Our hero here is Tom (Dildarian), a remarkably average 10-year-old at a remarkably average New Jersey elementary school with a mother (Edi Patterson) who’s loving but nonetheless coping poorly with the abrupt departure of Tom’s plumber father. Tom’s friends include his school-bus buddy Nelson (Byron Bowers), a hyper-mature future CEO, and the equally ambitious Dakota (Gillian Jacobs), whose mother (Jennifer Coolidge) particularly dislikes Tom. A bassoonist in the orchestra of life, Tom is constantly being used as a juvenile pawn by various adults, whether it’s the school principal (Todd Glass), the burnout bus driver (Ben Rodgers) or the school’s all-purpose teacher, extracurricular adviser and chaperone Mr. B (John Malkovich).
With two stand-alone incidents per episode — as in The Life & Times of Tim — ill-fated misadventures ensue, ranging from cheating in a regional spelling bee to various attempts to earn money and a class trip to Boston for a baseball game. Consistently, nothing goes well for Tom.
The thing you have to understand about Dildarian’s core characters — and Tom could be a younger version of Tim, one who eventually changed his name after a typo that he was too unassuming to correct — is that they’re fundamentally well intentioned, with a reasonable sense of right and wrong, but they’re generally incapable of foreseeing consequences of any kind. So a typical situation for Tom involves an adult authority figure urging him to do something morally wrong for one reason or another, Tom suggesting it’s probably not a great idea and then going along with it anyway, for want of a successful counterargument.

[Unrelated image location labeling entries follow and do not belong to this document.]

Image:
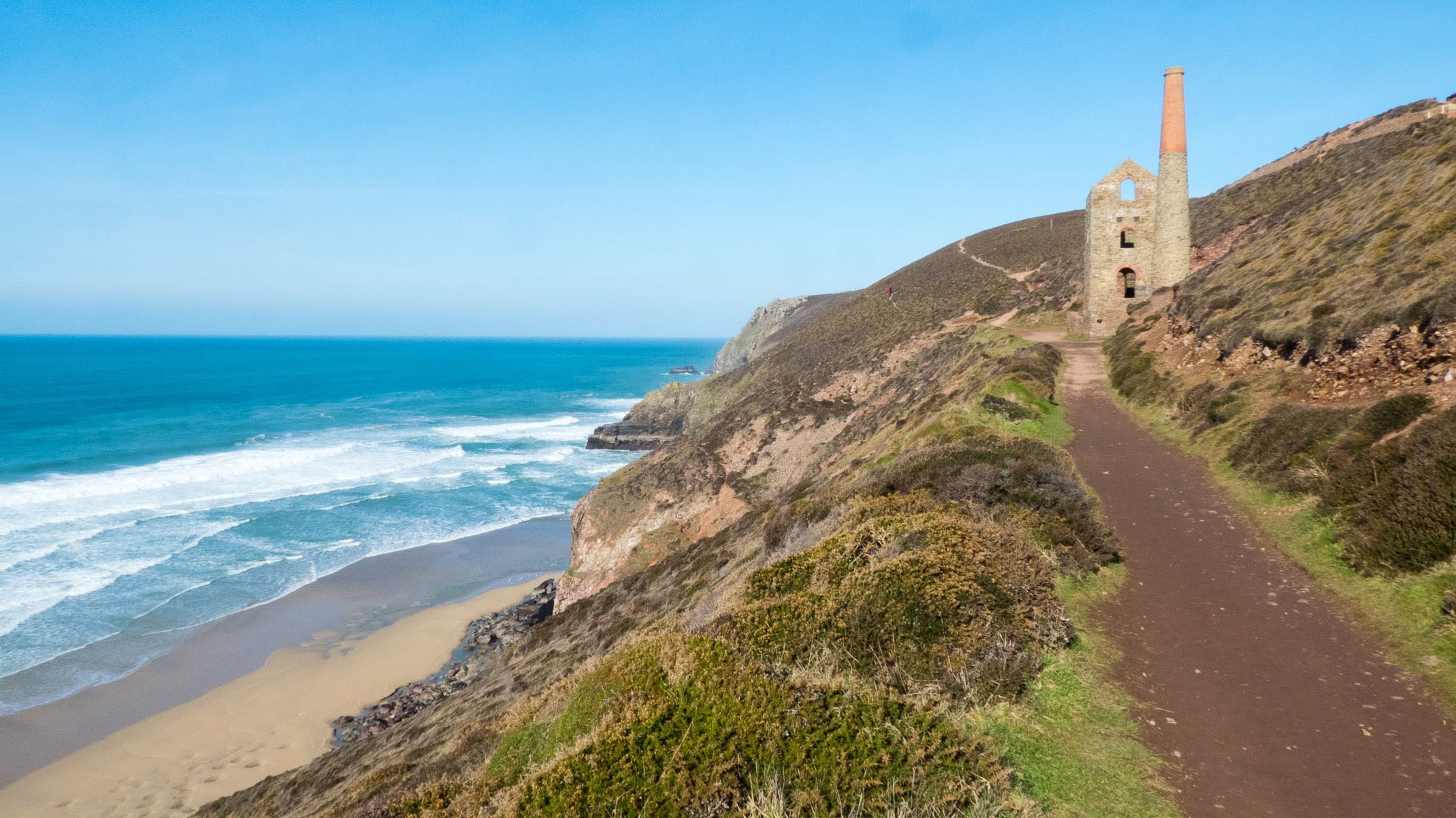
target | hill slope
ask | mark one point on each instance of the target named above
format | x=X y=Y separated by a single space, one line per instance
x=868 y=529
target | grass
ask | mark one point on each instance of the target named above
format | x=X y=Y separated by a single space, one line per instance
x=1049 y=423
x=1403 y=610
x=1072 y=743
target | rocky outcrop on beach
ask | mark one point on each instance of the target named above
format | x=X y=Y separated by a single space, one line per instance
x=482 y=638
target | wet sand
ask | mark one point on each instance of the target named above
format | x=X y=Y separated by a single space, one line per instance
x=252 y=693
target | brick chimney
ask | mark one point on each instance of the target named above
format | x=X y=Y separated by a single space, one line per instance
x=1171 y=206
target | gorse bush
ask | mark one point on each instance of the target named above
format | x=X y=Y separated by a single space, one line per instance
x=1289 y=448
x=1406 y=517
x=1134 y=373
x=689 y=725
x=915 y=594
x=1394 y=500
x=1011 y=475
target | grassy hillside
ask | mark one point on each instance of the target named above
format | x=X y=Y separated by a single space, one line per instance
x=857 y=580
x=1336 y=245
x=834 y=591
x=1308 y=364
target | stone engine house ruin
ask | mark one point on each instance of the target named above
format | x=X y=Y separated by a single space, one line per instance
x=1138 y=235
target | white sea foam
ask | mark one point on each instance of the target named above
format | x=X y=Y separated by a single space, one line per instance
x=69 y=540
x=209 y=481
x=613 y=404
x=30 y=593
x=564 y=428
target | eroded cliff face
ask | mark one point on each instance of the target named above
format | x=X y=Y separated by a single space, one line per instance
x=861 y=453
x=729 y=464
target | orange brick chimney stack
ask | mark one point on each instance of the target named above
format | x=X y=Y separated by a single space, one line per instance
x=1176 y=139
x=1171 y=201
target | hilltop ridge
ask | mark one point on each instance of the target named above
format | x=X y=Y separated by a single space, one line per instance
x=900 y=455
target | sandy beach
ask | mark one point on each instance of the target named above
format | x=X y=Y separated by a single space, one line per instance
x=220 y=714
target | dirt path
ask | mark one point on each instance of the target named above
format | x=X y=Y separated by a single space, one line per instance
x=1256 y=688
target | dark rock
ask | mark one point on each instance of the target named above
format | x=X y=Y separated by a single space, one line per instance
x=484 y=638
x=656 y=420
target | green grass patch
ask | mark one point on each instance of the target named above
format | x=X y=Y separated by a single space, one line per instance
x=1072 y=743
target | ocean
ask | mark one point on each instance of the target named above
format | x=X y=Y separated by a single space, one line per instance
x=149 y=486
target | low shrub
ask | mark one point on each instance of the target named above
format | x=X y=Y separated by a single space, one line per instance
x=710 y=725
x=1289 y=448
x=1005 y=474
x=1406 y=517
x=915 y=594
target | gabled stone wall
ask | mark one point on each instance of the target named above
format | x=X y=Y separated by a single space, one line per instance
x=1111 y=224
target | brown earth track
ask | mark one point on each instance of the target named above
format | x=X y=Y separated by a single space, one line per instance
x=1263 y=696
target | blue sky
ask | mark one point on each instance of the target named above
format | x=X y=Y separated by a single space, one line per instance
x=630 y=168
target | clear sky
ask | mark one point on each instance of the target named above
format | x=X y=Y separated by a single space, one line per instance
x=625 y=168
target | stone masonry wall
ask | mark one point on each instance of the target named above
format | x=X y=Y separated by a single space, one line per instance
x=1108 y=215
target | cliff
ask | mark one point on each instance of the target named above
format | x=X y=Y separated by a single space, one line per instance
x=752 y=595
x=842 y=565
x=653 y=421
x=769 y=325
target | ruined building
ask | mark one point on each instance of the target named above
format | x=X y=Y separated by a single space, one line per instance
x=1138 y=226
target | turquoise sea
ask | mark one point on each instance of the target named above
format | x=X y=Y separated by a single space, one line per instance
x=150 y=485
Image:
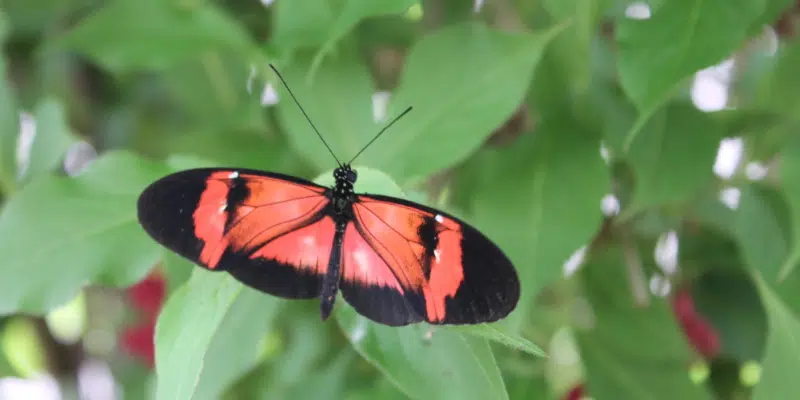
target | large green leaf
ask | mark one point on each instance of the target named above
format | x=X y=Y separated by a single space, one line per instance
x=126 y=35
x=208 y=335
x=730 y=303
x=631 y=352
x=60 y=233
x=681 y=37
x=541 y=201
x=790 y=178
x=53 y=138
x=426 y=362
x=573 y=47
x=463 y=81
x=353 y=11
x=780 y=89
x=302 y=23
x=674 y=159
x=763 y=230
x=782 y=357
x=9 y=123
x=339 y=104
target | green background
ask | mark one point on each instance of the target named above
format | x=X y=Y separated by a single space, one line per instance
x=512 y=105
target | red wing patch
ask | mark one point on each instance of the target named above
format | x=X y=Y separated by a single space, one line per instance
x=447 y=271
x=268 y=230
x=267 y=208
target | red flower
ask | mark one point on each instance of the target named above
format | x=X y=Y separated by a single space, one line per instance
x=138 y=342
x=147 y=296
x=703 y=337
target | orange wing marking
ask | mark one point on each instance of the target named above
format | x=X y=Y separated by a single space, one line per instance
x=363 y=265
x=391 y=223
x=307 y=248
x=272 y=208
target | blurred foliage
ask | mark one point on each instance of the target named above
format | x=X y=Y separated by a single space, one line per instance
x=528 y=117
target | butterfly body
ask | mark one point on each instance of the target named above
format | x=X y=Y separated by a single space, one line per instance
x=395 y=261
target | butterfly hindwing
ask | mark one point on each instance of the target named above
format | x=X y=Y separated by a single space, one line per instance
x=444 y=270
x=268 y=230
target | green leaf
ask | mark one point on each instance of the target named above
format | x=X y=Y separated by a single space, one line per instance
x=154 y=34
x=731 y=304
x=772 y=11
x=782 y=357
x=329 y=382
x=631 y=352
x=674 y=159
x=780 y=88
x=762 y=230
x=790 y=179
x=426 y=362
x=352 y=13
x=302 y=23
x=463 y=81
x=60 y=233
x=207 y=335
x=573 y=47
x=495 y=333
x=691 y=35
x=339 y=102
x=9 y=121
x=541 y=202
x=53 y=138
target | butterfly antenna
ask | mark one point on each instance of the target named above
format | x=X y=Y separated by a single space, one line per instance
x=304 y=113
x=379 y=133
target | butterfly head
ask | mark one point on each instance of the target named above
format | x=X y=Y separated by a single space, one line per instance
x=345 y=174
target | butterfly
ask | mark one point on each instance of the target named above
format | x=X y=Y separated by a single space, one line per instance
x=395 y=262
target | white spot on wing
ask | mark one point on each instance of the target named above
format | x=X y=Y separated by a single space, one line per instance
x=360 y=257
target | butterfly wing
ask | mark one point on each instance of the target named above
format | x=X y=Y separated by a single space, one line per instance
x=404 y=262
x=270 y=231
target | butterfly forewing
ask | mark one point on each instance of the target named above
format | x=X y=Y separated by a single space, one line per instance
x=270 y=231
x=400 y=262
x=446 y=271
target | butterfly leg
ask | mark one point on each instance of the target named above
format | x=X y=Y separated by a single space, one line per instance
x=330 y=283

That’s the key: Tom (like Tim) isn’t brilliant, but he isn’t an utter innocent either. He’s just a simple guy with ample qualms but limited resistance; he knows enough to say that a bad idea is a bad idea, while lacking the wherewithal to raise more than a quizzical objection. Perhaps that’s why Tom so frequently seems to be gazing into the camera, waiting for somebody to step in and prevent the inevitable downward spiral.
The Dildarian tone and visual aesthetic — he directed all eight episodes sent to critics and wrote or co-wrote most of them — is dry to the point of parched. It’s a pervasive deadpan, yet it’s never sarcastic or ironic. Tom, like Tim, is wholly earnest and sincere. Even when he’s about to do something everybody knows is stupid, he’s as perplexed as viewers might be that nobody else is providing the voice of reason.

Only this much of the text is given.